The federal Liberal and National parties are set to reunite after an acrimonious three-week split.
Liberal leader Sussan Ley and her Nationals counterpart, David Littleproud, have agreed on a deal to restore senior Nationals to the front bench after they were sacked or stood down for breaking solidarity conventions over hate-speech laws.
An announcement confirming the reunion was expected on Sunday, which would see the coalition restored and all former Nationals frontbenchers reinstated to shadow cabinet.

Mr Littleproud offered for all former Nationals shadow ministers to spend two weeks on the back bench, while an offer previously put forward by Ms Ley would have seen them spend six months in the sin bin.

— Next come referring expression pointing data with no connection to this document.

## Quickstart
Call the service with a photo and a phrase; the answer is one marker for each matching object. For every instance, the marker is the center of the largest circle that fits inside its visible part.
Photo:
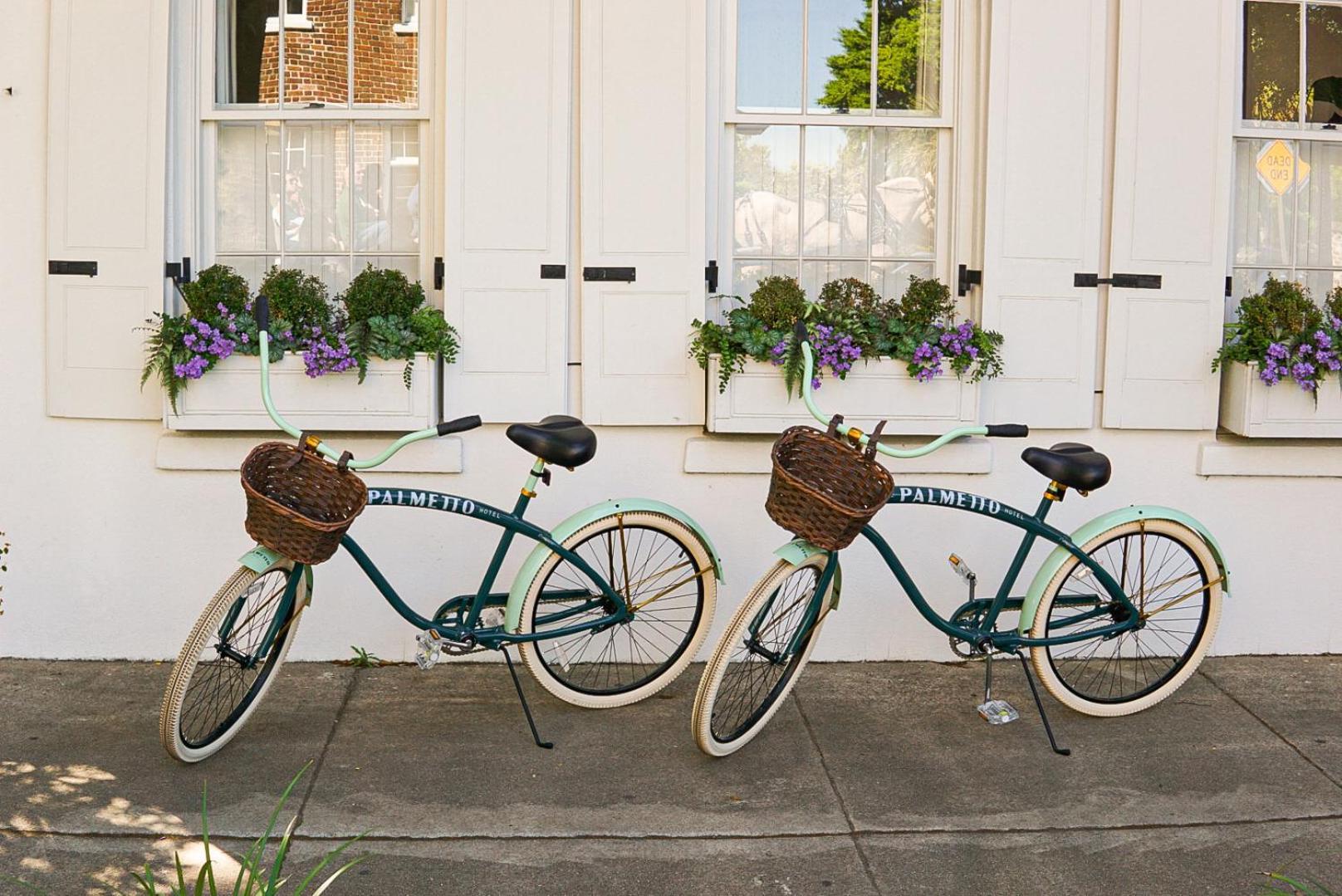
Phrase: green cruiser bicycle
(1115, 620)
(607, 610)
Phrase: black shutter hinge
(1121, 281)
(967, 279)
(179, 272)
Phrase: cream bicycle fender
(513, 614)
(1100, 525)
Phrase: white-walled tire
(208, 697)
(674, 592)
(1172, 577)
(742, 687)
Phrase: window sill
(749, 455)
(1235, 456)
(226, 451)
(291, 23)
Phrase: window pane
(816, 274)
(246, 62)
(385, 56)
(769, 56)
(834, 216)
(891, 278)
(252, 267)
(909, 56)
(313, 215)
(1265, 220)
(385, 196)
(1324, 63)
(765, 192)
(1318, 204)
(747, 275)
(1271, 61)
(904, 196)
(317, 56)
(839, 56)
(247, 188)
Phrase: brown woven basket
(298, 503)
(825, 490)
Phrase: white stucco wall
(115, 557)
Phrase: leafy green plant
(298, 301)
(847, 324)
(383, 292)
(216, 285)
(1286, 335)
(779, 302)
(258, 874)
(364, 659)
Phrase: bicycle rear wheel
(760, 656)
(218, 680)
(1170, 577)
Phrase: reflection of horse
(765, 223)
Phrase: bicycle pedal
(997, 712)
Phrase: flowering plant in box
(219, 322)
(1286, 335)
(849, 322)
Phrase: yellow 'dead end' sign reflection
(1279, 169)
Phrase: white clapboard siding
(106, 118)
(1046, 128)
(1172, 195)
(509, 111)
(643, 196)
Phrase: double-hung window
(838, 141)
(313, 135)
(1289, 146)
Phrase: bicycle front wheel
(664, 575)
(219, 678)
(760, 656)
(1172, 578)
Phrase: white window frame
(1293, 133)
(950, 153)
(1298, 129)
(193, 126)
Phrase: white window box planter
(228, 397)
(757, 401)
(1255, 409)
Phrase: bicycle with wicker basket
(607, 610)
(1118, 616)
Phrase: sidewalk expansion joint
(834, 787)
(326, 746)
(1265, 723)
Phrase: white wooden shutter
(509, 110)
(643, 193)
(1172, 193)
(1046, 121)
(106, 143)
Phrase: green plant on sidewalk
(258, 874)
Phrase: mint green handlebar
(328, 453)
(808, 396)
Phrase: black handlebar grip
(461, 424)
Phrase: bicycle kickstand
(1039, 704)
(527, 710)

A compromise of six weeks on the back bench, backdated to the mass resignation on January 21, provided an end to the stalemate, Liberal sources confirmed to AAP.

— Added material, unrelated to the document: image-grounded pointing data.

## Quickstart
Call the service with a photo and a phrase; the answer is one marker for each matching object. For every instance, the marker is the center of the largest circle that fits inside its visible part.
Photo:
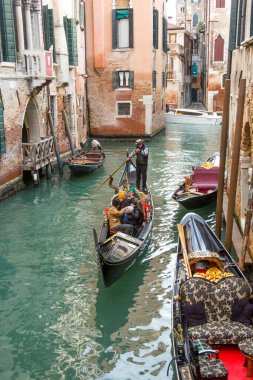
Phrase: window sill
(8, 64)
(122, 49)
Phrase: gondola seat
(218, 299)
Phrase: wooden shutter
(114, 29)
(131, 28)
(219, 49)
(115, 79)
(164, 35)
(7, 31)
(155, 28)
(131, 79)
(71, 37)
(153, 79)
(251, 18)
(2, 137)
(48, 23)
(233, 25)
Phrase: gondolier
(141, 152)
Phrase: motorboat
(193, 117)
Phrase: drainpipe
(86, 80)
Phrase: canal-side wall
(143, 94)
(242, 67)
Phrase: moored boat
(200, 188)
(118, 252)
(87, 162)
(212, 331)
(193, 117)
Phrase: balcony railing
(37, 155)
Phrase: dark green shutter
(233, 25)
(155, 28)
(164, 35)
(71, 37)
(251, 18)
(7, 31)
(115, 79)
(48, 21)
(153, 79)
(2, 137)
(131, 28)
(114, 29)
(131, 79)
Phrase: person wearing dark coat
(141, 152)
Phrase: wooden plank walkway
(236, 234)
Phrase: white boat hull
(193, 120)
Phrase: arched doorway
(31, 124)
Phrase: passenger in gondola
(115, 214)
(124, 187)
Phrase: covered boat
(87, 162)
(212, 332)
(193, 117)
(200, 188)
(118, 252)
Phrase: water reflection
(57, 319)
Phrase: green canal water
(57, 321)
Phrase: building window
(195, 20)
(53, 110)
(68, 107)
(48, 23)
(123, 109)
(71, 38)
(220, 3)
(7, 33)
(155, 28)
(123, 79)
(154, 73)
(2, 135)
(218, 49)
(122, 28)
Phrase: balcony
(37, 155)
(38, 67)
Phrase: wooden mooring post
(235, 164)
(223, 151)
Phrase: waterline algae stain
(57, 319)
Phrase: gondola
(200, 189)
(87, 162)
(210, 336)
(118, 252)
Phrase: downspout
(86, 79)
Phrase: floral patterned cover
(218, 299)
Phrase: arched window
(195, 20)
(219, 49)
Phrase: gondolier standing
(141, 152)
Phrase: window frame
(123, 102)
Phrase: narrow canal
(57, 319)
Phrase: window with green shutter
(123, 79)
(71, 37)
(155, 28)
(122, 28)
(7, 32)
(2, 136)
(233, 25)
(48, 22)
(153, 79)
(165, 35)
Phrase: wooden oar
(107, 178)
(182, 239)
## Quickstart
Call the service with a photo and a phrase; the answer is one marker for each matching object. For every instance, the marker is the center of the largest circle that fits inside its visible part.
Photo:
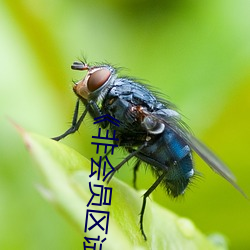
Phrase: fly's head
(93, 84)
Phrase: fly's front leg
(125, 160)
(75, 123)
(91, 107)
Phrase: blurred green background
(195, 52)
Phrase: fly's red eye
(97, 79)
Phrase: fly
(150, 129)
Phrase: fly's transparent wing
(207, 155)
(175, 124)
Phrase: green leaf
(66, 176)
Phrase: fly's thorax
(95, 84)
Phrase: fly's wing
(175, 124)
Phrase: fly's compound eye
(153, 126)
(97, 79)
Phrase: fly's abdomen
(180, 165)
(171, 156)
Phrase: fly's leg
(136, 167)
(125, 160)
(75, 123)
(145, 196)
(90, 107)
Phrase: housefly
(151, 130)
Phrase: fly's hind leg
(144, 201)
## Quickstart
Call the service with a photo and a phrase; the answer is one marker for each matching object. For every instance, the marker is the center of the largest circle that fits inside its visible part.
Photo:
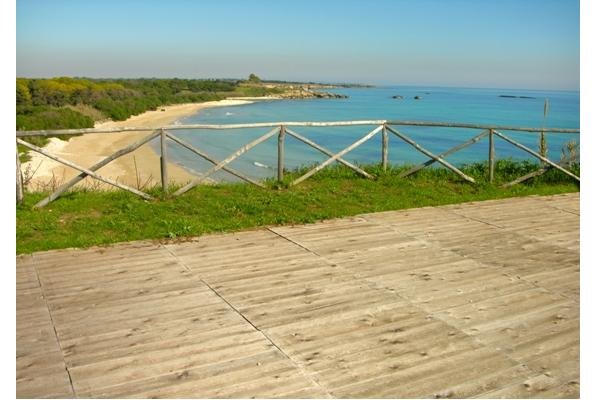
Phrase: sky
(530, 44)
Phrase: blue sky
(477, 43)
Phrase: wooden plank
(280, 153)
(444, 154)
(57, 132)
(432, 156)
(338, 155)
(535, 154)
(226, 161)
(391, 304)
(19, 180)
(327, 153)
(126, 150)
(384, 148)
(491, 156)
(164, 174)
(210, 159)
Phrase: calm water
(436, 104)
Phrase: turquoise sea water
(436, 104)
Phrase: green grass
(87, 218)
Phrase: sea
(504, 107)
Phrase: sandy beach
(88, 149)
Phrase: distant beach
(88, 149)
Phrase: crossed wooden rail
(282, 129)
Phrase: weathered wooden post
(19, 180)
(280, 153)
(492, 155)
(384, 148)
(163, 161)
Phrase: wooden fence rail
(282, 130)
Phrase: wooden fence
(283, 129)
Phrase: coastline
(140, 168)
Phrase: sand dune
(139, 168)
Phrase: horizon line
(320, 82)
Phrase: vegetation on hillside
(72, 103)
(49, 103)
(87, 218)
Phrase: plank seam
(62, 353)
(299, 368)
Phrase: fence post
(280, 153)
(19, 179)
(384, 148)
(492, 155)
(163, 161)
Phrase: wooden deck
(472, 300)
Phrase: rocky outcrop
(309, 94)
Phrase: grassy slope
(82, 219)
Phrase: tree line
(63, 103)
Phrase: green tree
(23, 94)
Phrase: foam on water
(485, 106)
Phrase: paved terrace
(469, 300)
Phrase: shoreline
(139, 169)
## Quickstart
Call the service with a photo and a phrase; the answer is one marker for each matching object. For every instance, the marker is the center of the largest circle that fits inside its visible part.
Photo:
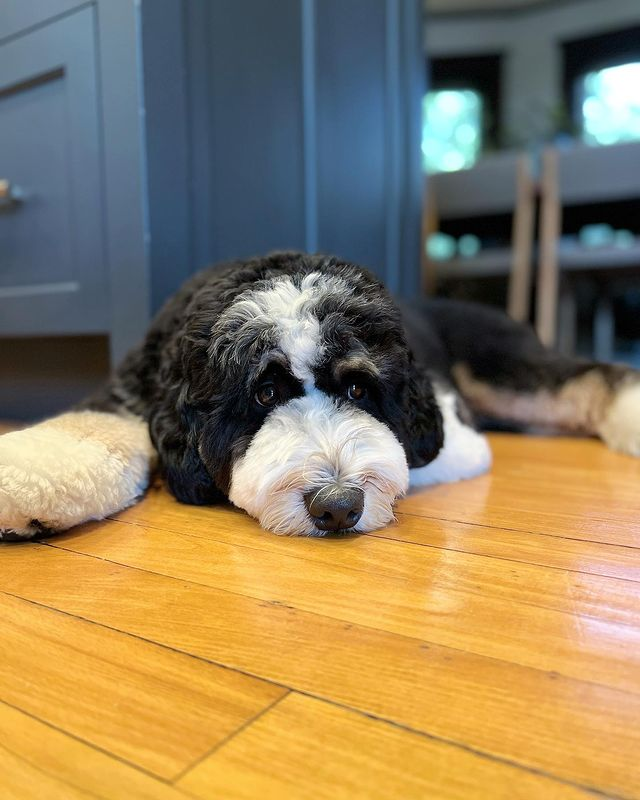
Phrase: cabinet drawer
(52, 272)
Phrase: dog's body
(295, 387)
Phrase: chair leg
(604, 329)
(550, 228)
(567, 333)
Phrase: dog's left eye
(267, 395)
(356, 391)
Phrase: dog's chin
(311, 442)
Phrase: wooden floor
(488, 645)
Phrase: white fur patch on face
(289, 310)
(80, 466)
(620, 428)
(306, 444)
(465, 453)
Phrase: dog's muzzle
(335, 507)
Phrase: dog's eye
(356, 391)
(267, 395)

Mr Littleproud and deputy Nationals leader Kevin Hogan will immediately rejoin leadership meetings and shadow cabinet processes.
The Nationals initially proposed keeping the coalition apart for six weeks.
The leaders are also expected to sign an agreement codifying the convention of shadow cabinet solidarity, in which frontbenchers must step down from their roles if they vote against an agreed position of the Liberal-National joint party room.
The written agreement clearly sets out that the joint party room has primacy over the individual National and Liberal party rooms, addressing the contradiction that instigated the split.

Three Nationals frontbenchers – Ross Cadell, Bridget McKenzie and Susan McDonald – voted against Labor’s hate-speech laws, in line with a party decision but in defiance of an agreed shadow cabinet position to vote in favour.
The trio later tendered their resignations to Ms Ley, which she accepted.
But the move triggered a furious response from Mr Littleproud and the Nationals, who resigned from shadow cabinet en masse and caused the coalition collapse.
Asked about the prospect of a reunion on Sunday morning, the Nationals leader said he was not going to pre-empt any announcement but blamed Prime Minister Anthony Albanese for the split by rushing the vote on hate-speech laws.
“The reality was none of us were afforded proper time because of the timelines Anthony Albanese put on us to vote on a free speech bill,” he told Nine’s Today program.
Ms Ley gave the Nationals a deadline of Sunday to respond to her offer to revive the coalition before their shadow cabinet positions were provided to Liberal replacements.

The reunification comes during a seismic shift in Australia’s right-wing political landscape, with minor-party One Nation surging past the former coalition partners in some polls.
But tensions between Liberals and Nationals remain elevated.
Liberal MPs were livid at Mr Littleproud’s insistence the two parties could not get back together with Ms Ley at the helm of the senior coalition partner, which they saw as an unwelcome intervention in internal party affairs.
Opposition industrial relations spokesman Tim Wilson would not confirm reports of the coalition reunion but said there had been significant steps based on conversations he’d been having.
“I’m hopeful that there’s a pathway where we can focus back on Labor, and that has to be the objective,” he told Sky News.